I have a problem, that I can't seem to solve, despite having tried using tidyverse functions pivot_longer and pivot_widerm but I cannot seem to extract the year variable stored in a row below variable names.
The image above shows a screenshot from the data, the working example is identical, except that variable names have been translated into English.
Here is a minimal working example
library(tidyverse)
library(janitor)
file <- read_delim("C:/Users/Probst/Downloads/testdata.csv",
delim = ";",
escape_double = FALSE,
trim_ws = TRUE,
col_types = list(col_double()),
locale = locale(decimal_mark = ",",
grouping_mark = ".")) |>
clean_names() |>
select(-raumeinheit, # not interesting
-aggregat) # not interesting
The raw data (testdata.csv) is as follows
spatialid;Raumeinheit;Aggregat;pop_male;pop_male;pop_male;avg_pop_age; avg_pop_age;avg_pop_age
;;;2017;2018;2019;2017;2018;2019
"01001";"Flensburg, Stadt";"kreisfreie Stadt";"44.086";"44.599";"44.904";"42,17";"42,03";"42,00"
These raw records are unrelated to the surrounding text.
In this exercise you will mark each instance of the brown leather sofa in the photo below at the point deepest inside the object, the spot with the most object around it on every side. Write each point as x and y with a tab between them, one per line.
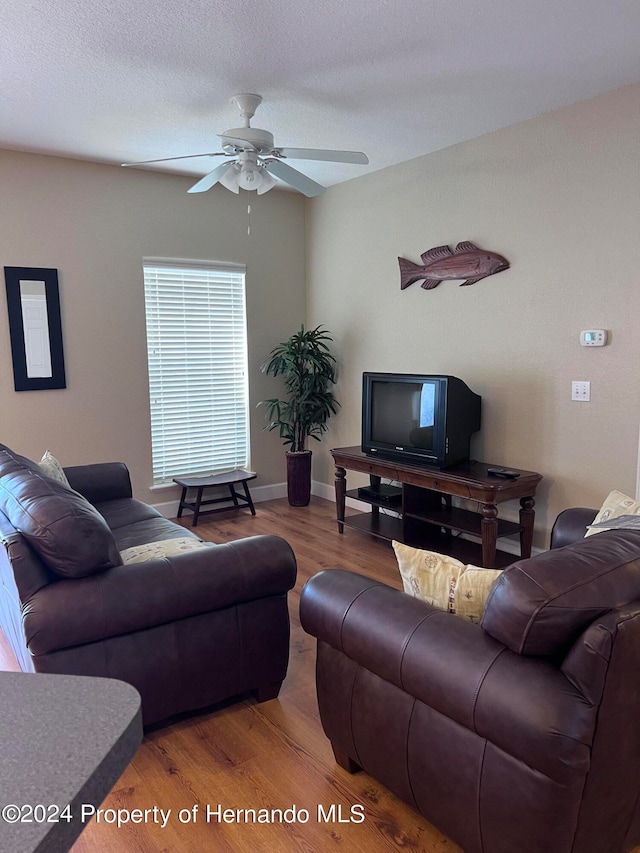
187	631
518	735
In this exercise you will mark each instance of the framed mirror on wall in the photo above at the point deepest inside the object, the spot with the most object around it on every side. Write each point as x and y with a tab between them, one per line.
35	328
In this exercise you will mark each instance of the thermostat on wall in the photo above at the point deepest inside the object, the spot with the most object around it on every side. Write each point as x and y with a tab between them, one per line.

"01002";"Kiel, Stadt";"kreisfreie Stadt";"120.809";"120.566";"120.198";"41,53";"41,59";"41,72"
"02000";"Hamburg, Stadt";"kreisfreie Stadt";"897.207";"902.048";"903.974";"41,67";"41,67";"41,66"
(read_delim(file=I(...) unfortunately did not work for a cleaner working example.)
You will get the same file, with the following code:
file2 <- tribble(~spatialid, ~pop_male_4, ~pop_male_5, ~pop_mal_6, ~avg_pop_age_7, ~avg_pop_age_8, ~avg_pop_age_9,
NA, 2017, 2018, 2019, 2017, 2018, 2019,
1001, 44086, 44599, 44904, 42.2, 42.0, 42,
1002, 120809, 120566, 120198, 41.5, 41.6, 41.7,
2000, 897207, 902048, 903974, 41.7, 41.7, 41.7)
pop_male is the male population for each spatial unit and avg_pop_age is the average age for each unit. The problem with the dataset is, that the year variable is stored in the row below the variable names, which I cannot seem to extract.
What I would like to end up with a "tidy" data frame, which would look like this:
# rouding errors
desired_result <-
tribble(~spatial_id, ~year, ~pop_male, ~avg_pop_age,
1001, 2017, 44086, 42.2,
1001, 2018, 44599, 42.0,
1001, 2019, 44904, 42,
1002, 2017, 120809, 41.5,
1002, 2018, 120566, 41.6,
1002, 2019, 120198, 41.7,
2000, 2017, 897207, 41.7,
2000, 2018, 902048, 41.7,
2000, 2019, 903974, 41.7)
Any help or hint is highly appreciated.